For the most part, you can't do anything substantial with the MAT
toolkit without defining a task.
We introduced tasks here.
The fundamental components of a task are:
You only need to worry about the components you'll use - and
sometimes, not even that. You'll almost always need to declare
your annotation sets; but beyond that, much of your task
configuration is optional. Here's a summary:
Component |
When do you need it? |
---|---|
languages |
always |
annotation sets |
always (that is, if you need a task; for MATTransducer, MATScore and MATReport, you don't need a task
at all) |
visual display |
if you intend to do hand annotation or
reconciliation or visual comparison |
automated engines |
if you intend to do zoning or tokenization in
conjunction with hand annotation, or if you otherwise want
to use an automated or trainable tagger |
steps |
if you intend to do hand or automated
annotation |
workflows |
if you intend to do hand or automated
annotation |
workspace configurations |
if you need to customize the behavior of
workflows in workspaces; if you simply want to construct a
workspace based on a workflow, nothing more needs to be
specified |
scoring and comparison configurations |
if you can't or don't want to use the default
scoring and comparison configurations in MAT (see the
section on scoring and
comparison for details) |
Below, we'll talk about engines, steps, and workflows.
Engines implement the automated aspects of your processing steps.

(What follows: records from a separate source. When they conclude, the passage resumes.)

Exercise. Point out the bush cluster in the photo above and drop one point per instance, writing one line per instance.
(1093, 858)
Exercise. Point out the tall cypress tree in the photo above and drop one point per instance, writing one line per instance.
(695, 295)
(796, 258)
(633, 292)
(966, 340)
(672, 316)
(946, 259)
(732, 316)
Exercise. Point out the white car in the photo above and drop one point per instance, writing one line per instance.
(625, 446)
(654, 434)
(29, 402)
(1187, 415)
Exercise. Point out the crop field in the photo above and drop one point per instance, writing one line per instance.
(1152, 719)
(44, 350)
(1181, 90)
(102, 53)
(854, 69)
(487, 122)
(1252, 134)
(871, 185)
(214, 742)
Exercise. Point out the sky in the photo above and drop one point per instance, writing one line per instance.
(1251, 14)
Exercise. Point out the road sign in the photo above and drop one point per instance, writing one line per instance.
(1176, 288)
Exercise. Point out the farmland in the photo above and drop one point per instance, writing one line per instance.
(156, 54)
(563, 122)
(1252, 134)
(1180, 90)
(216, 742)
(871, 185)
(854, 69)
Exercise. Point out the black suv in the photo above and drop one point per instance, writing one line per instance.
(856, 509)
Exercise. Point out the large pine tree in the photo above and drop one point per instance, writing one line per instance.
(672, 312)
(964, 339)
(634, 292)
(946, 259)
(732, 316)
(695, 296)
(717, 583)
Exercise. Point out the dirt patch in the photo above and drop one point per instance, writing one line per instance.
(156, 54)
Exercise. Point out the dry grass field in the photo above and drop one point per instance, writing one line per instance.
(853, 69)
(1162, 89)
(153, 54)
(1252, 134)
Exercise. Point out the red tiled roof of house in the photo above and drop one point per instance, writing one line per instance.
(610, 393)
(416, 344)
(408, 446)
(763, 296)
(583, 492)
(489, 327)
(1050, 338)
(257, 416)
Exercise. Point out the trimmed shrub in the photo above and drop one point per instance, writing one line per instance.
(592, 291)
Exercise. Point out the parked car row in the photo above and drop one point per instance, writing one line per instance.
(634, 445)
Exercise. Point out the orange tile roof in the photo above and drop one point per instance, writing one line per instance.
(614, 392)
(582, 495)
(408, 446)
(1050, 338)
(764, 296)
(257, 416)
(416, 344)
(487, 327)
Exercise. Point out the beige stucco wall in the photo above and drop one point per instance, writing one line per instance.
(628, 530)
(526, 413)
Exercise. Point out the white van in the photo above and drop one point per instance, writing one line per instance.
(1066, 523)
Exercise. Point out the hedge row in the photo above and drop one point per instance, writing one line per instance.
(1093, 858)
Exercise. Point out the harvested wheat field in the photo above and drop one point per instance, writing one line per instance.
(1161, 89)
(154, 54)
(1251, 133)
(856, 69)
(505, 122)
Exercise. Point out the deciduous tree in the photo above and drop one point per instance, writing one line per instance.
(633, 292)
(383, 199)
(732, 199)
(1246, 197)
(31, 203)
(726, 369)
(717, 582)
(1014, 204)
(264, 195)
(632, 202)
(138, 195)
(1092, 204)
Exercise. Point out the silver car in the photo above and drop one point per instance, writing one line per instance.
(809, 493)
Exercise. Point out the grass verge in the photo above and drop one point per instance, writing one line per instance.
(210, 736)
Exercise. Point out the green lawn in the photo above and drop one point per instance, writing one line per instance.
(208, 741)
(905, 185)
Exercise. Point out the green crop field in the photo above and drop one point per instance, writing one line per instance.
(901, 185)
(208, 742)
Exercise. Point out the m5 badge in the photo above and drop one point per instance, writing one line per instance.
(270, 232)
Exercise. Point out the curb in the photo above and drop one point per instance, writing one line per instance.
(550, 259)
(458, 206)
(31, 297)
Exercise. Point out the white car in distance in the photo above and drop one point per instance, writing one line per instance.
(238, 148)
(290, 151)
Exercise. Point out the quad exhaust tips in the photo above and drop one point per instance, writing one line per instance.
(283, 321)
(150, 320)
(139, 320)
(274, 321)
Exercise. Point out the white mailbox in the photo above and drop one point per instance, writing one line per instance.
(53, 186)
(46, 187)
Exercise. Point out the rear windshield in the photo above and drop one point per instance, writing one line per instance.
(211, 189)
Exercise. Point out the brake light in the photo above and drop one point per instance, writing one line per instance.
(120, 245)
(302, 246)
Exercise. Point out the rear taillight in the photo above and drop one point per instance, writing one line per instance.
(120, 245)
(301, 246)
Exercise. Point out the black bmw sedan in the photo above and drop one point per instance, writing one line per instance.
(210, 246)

These engines may be trainable, or not; they may be wrappers for
external tools, or they may be written directly in Python. Each
engine has an implementation which is a Python class. We provide a
number of useful engine implementations which you can use in your
task. If you want to define your own engines, you'll have to
consult the advanced
topics.
Here are the engine implementations that MAT provides "out of the
box":
Engine implementation name |
common step name |
Description |
---|---|---|
MAT.PluginMgr.WholeZoneStep |
zone |
This engine assigns a single
zone annotation with label "zone" and attribute
"region_type" with value "body", to the entire document. This engine has no options. |
MAT.JavaCarafe.CarafeTokenizationStep |
tokenize |
This engine runs the jCarafe
tokenizer on the relevant document, generating token
annotations with label "lex" in such a way that the zone
boundaries are not crossed. The options for this engine are described here. |
MAT.JavaCarafe.CarafeTagStep |
tag |
This engine runs the jCarafe
tagger, adding simple span annotations to the document. The
models to be used with this engine are built using the
MAT.JavaCarafe.CarafeModelBuilder model builder class. The options for this engine are described here. |
MAT.JavaCarafe.JCarafeMaxentClassifierTagStep |
attribute_tag |
This engine runs the jCarafe maximum entropy
decoder, adding attribute values to the document. the models
to be used with this engine are built using the
MAT.JavaCarafe.JCarafeMaxentClassifierModelBuilder model
builder class. The options for this engine are described here. |
MAT.PluginMgr.AlignStep |
align |
This engine is intended to
work with documents which have been imported from other
formats (e.g., XML inline), which have content annotations
which may not align with token boundaries. This step aligns
the content annotation boundaries with with the token
boundaries by expanding the annotations to the nearest token
boundaries. This alignment is expected in the UI annotation
tool (and, in fact, by may trainable tagging engines,
including jCarafe). Insert a step with this engine in your
workflows which are intended to manage imported documents. The option for this engine is described immediate below. |
See the sample tasks for detailed
examples of how these engines are used in steps. See the jCarafe
engine reference for a description of how the presence of
only these engines limits the capabilities of MAT.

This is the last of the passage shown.